« On vend aux parents l’idée que la classe spécialisée va aider leurs enfants à atteindre leur plein potentiel, mais c’est un mirage. »

Fort d’une trentaine d’années d’expérience, l’enseignante en adaptation scolaire Sophie-Geneviève Bournival en arrive à cette conclusion brutale.

En tant qu’enseignante qualifiée pour travailler auprès d’enfants avec des besoins particuliers, elle se sent comme une espèce en voie d’extinction.

Dans son école secondaire publique montréalaise, elle est l’une des rares, sinon la seule, à avoir un brevet en adaptation scolaire parmi ses collègues qui œuvrent dans les classes spécialisées.

Les autres ? Des profs formés en musique, en histoire ou carrément « non légalement qualifiés », énumère-t-elle.

Ces profs « font ce qu’ils peuvent », décrit Mme Bournival, mais « les élèves n’ont pas les services auxquels ils ont droit ».

L’enseignante en adaptation scolaire a choisi de dénoncer la situation à visage découvert, car elle est « très, très inquiète », insiste-t-elle, pour l’avenir des élèves ayant des besoins particuliers au Québec.

À titre d’exemple, durant la plus récente année scolaire, l’enseignante a découvert qu’on n’avait jamais enseigné des connaissances de base à ses élèves autistes. Âgés de 16 à 19 ans, ils ne savent toujours pas le nom de fruits et de légumes communs ni que le papier provient des arbres, dit-elle.

L’enseignante soupçonne que ses prédécesseurs n’avaient pas les outils nécessaires pour les faire progresser.

L’enseignante d’expérience a également été témoin de méthodes d’intervention inadéquates ; par exemple des profs qui inondent leurs élèves de consignes, comme s’ils étaient dans une classe ordinaire. Ou pire encore : un prof qui tape des mains derrière la tête d’un jeune autiste pour attirer son attention.

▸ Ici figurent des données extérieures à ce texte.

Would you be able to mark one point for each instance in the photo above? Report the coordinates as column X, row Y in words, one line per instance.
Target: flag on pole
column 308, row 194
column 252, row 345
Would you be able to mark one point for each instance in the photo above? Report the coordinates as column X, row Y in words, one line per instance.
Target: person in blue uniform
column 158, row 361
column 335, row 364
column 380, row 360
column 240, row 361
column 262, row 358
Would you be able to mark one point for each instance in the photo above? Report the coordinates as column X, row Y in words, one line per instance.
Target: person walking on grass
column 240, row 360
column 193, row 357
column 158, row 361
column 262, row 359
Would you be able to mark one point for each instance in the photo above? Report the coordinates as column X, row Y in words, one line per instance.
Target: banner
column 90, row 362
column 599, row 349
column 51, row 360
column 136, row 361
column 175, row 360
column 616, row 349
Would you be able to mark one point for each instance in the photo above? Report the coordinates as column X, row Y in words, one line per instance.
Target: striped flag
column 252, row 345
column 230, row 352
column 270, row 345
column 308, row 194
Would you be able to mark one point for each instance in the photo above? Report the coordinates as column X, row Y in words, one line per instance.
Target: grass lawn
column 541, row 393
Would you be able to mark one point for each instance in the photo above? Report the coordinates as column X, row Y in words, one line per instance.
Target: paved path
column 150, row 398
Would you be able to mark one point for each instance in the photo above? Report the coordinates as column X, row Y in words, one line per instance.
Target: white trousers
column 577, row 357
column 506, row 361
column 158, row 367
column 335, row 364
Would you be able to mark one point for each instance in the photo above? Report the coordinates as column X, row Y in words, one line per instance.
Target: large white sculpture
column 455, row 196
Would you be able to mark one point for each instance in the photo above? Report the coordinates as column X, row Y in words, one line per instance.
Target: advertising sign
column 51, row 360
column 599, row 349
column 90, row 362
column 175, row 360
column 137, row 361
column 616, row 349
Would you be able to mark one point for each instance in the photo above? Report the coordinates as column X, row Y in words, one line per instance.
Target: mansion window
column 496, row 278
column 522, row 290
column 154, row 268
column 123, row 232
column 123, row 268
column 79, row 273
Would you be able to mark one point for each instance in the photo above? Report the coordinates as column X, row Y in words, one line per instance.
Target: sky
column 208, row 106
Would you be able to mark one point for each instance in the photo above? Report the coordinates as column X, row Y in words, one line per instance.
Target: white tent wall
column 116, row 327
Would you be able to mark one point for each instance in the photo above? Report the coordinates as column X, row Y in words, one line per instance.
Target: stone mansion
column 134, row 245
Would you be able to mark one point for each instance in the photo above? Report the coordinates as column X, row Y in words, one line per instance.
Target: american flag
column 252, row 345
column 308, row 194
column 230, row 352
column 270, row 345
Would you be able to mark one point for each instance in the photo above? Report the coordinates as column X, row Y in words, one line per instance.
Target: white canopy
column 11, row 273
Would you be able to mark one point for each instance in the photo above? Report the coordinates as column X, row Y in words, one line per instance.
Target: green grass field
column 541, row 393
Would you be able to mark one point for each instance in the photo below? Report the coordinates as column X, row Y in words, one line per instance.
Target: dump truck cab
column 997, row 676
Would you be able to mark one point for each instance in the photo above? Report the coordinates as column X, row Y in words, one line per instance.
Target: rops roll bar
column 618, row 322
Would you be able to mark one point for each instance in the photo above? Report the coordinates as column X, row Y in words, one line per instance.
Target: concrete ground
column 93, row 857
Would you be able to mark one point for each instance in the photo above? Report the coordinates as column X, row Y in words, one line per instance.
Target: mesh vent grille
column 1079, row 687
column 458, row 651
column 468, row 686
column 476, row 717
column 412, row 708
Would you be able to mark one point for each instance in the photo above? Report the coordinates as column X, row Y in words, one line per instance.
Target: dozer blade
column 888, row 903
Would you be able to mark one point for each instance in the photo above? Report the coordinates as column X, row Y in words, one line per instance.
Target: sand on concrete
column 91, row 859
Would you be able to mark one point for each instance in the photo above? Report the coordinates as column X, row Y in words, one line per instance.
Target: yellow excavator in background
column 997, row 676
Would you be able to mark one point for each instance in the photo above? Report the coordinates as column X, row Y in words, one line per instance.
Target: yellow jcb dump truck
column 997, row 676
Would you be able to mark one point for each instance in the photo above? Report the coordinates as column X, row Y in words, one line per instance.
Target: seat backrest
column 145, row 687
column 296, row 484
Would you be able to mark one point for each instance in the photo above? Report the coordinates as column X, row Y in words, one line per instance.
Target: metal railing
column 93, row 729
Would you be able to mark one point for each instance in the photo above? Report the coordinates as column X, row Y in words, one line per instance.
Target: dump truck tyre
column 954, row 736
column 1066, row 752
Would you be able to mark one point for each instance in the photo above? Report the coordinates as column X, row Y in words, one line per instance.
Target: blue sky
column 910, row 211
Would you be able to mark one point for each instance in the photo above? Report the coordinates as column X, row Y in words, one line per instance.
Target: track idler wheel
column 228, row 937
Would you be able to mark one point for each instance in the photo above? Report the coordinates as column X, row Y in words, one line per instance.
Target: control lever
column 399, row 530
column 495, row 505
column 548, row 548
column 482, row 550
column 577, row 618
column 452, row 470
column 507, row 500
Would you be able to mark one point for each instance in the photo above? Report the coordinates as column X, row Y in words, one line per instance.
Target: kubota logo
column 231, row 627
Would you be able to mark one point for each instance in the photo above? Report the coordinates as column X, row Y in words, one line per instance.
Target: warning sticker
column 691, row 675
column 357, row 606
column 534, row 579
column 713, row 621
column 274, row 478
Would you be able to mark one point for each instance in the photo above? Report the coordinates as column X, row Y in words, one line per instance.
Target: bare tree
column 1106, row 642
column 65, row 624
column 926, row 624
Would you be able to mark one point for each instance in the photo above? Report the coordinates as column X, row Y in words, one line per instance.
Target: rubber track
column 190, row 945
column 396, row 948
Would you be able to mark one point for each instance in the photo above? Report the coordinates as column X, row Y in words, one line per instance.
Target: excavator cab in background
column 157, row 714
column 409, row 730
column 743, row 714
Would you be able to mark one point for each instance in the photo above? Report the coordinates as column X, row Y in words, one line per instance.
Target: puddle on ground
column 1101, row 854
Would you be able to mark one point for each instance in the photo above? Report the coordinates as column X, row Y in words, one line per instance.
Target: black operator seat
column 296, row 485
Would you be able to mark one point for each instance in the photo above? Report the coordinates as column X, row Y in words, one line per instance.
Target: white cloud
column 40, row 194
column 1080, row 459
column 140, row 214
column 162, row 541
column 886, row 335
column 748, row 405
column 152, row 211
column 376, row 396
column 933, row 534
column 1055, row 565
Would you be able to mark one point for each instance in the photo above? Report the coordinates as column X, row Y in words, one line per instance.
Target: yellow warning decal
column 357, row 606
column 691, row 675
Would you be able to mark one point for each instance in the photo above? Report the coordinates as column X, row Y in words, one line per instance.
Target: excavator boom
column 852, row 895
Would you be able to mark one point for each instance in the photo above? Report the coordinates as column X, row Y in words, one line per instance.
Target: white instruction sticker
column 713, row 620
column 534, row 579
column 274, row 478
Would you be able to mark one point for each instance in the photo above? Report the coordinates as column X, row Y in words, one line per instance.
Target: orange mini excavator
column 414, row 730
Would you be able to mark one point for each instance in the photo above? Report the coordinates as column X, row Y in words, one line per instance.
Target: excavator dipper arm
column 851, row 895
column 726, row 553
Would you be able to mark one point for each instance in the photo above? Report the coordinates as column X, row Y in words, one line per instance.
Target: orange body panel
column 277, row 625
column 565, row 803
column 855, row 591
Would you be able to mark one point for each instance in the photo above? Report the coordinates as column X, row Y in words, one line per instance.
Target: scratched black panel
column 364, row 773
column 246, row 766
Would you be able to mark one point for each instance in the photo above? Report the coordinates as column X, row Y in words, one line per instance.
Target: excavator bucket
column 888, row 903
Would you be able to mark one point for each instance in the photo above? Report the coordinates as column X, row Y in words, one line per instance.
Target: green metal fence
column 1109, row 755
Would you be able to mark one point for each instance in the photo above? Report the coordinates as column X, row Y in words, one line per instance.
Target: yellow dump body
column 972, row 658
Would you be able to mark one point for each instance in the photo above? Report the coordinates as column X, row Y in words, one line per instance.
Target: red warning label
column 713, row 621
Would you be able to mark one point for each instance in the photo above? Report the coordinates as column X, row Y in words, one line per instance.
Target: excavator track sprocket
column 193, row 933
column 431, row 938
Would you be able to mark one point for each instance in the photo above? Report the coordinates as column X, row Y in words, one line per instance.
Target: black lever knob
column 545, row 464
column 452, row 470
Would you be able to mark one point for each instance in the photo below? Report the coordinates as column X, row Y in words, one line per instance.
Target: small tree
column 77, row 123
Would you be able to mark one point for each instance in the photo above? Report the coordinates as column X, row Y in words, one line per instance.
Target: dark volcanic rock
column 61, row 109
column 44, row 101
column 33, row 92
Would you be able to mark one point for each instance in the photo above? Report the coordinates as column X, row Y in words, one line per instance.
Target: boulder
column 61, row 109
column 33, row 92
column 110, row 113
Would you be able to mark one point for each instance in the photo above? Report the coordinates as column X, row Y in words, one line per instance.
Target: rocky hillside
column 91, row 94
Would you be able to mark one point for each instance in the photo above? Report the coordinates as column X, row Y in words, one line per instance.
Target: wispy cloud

Nous avons choisi de ne pas identifier l’école, puisqu’elle ne lance pas la pierre à sa direction ni au centre de services scolaire (CSS). À ses yeux, c’est le ministère de l’Éducation qui aurait dû agir il y a de nombreuses années pour juguler la pénurie d’enseignants qui frappe de plein fouet le champ de l’adaptation scolaire.

C’est comme si, au Ministère, on se fermait les yeux. On met n’importe qui devant la classe. Ces enfants-là ne vont pas se plaindre et les parents sont tenus dans l’ignorance.

Sophie-Geneviève Bournival, enseignante en adaptation scolaire

PHOTO MARCO CAMPANOZZI, LA PRESSE

Le CSS de Montréal est le plus gros centre de services scolaire de la province.

Le CSS de Montréal – le plus gros de la province – est à ce point en manque d’enseignants avec brevet qu’il publie désormais des offres d’emploi en précisant rechercher des « enseignant-e-s NON légalement qualifié-e-s en adaptation scolaire » pour effectuer de la suppléance. « Participer activement au développement de la société montréalaise en contribuant à la réussite scolaire des élèves qui ont des difficultés d’adaptation et d’apprentissage », précise-t-il dans la description de tâches.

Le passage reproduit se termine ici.